Kubernetes is an open-source workload scheduler for containerized applications. Terraform lets you both deploy a Kubernetes cluster and manage its resources (e.g., pods, deployments, services, etc.). You can also use the [Kubernetes Operator for Terraform](https://github.com/hashicorp/terraform-k8s) to manage cloud and on-prem infrastructure through a Kubernetes Custom Resource Definition (CRD) and Terraform Cloud.
- Try the [Manage Kubernetes Resources via Terraform](https://learn.hashicorp.com/tutorials/terraform/kubernetes-provider?in=terraform/kubernetes) tutorial on HashiCorp Learn. You will use Terraform to schedule and expose a NGINX deployment on a Kubernetes cluster.
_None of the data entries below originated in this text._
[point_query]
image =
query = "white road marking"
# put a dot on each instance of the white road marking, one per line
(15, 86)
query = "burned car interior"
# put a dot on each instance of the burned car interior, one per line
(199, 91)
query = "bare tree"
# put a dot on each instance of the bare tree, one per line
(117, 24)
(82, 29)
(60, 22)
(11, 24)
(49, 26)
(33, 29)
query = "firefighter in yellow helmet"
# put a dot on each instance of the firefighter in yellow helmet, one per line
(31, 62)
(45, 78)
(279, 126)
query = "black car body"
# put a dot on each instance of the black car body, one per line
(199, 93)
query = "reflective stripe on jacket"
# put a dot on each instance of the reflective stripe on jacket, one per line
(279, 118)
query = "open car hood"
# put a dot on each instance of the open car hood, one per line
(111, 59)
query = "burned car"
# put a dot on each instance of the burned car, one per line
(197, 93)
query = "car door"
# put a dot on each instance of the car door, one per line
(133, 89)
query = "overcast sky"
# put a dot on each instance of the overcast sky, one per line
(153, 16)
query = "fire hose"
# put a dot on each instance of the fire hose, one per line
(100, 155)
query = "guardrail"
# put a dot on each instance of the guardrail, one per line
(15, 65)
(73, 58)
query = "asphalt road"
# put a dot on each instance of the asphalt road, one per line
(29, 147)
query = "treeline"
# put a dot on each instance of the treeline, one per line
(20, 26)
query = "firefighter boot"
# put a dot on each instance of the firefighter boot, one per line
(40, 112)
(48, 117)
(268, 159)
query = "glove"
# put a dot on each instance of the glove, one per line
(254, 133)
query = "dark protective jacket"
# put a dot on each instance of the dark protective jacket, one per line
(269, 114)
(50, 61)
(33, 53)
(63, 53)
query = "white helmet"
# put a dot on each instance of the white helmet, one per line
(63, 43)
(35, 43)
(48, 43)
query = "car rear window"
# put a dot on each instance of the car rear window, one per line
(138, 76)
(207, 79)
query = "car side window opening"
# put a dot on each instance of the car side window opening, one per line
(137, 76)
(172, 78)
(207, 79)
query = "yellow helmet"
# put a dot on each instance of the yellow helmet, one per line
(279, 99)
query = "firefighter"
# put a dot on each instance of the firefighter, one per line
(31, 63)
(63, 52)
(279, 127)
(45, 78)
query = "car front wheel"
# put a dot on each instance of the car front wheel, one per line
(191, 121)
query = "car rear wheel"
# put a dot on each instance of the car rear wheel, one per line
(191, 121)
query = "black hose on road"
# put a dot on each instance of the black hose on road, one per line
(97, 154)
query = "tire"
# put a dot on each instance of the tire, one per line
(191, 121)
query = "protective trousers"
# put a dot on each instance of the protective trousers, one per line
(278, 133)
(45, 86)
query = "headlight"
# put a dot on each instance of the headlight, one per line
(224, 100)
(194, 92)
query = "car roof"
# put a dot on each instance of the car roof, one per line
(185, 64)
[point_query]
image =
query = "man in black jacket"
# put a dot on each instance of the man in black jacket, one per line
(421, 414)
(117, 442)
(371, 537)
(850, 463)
- Try the [Deploy Infrastructure with the Terraform Cloud Operator for Kubernetes](https://learn.hashicorp.com/tutorials/terraform/kubernetes-operator) tutorial on HashiCorp Learn. You will configure and deploy the Operator to a Kubernetes cluster and use it to create a Terraform Cloud workspace and provision a message queue for an example application.
You may have staging or QA environments that you use to test new applications before releasing them in production. As the production environment grows larger and more complex, it can be increasingly difficult to maintain an up-to-date environment for each stage of the development process. Terraform lets you rapidly spin up and decommission infrastructure for development, test, QA, and production. Using Terraform to create disposable environments as needed is more cost-efficient than maintaining each one indefinitely.
You can use Terraform to create, provision, and bootstrap a demo on various cloud providers. This lets end users easily try the software on their own infrastructure and even enables them to adjust parameters like cluster size to more rigorously test tools at any scale.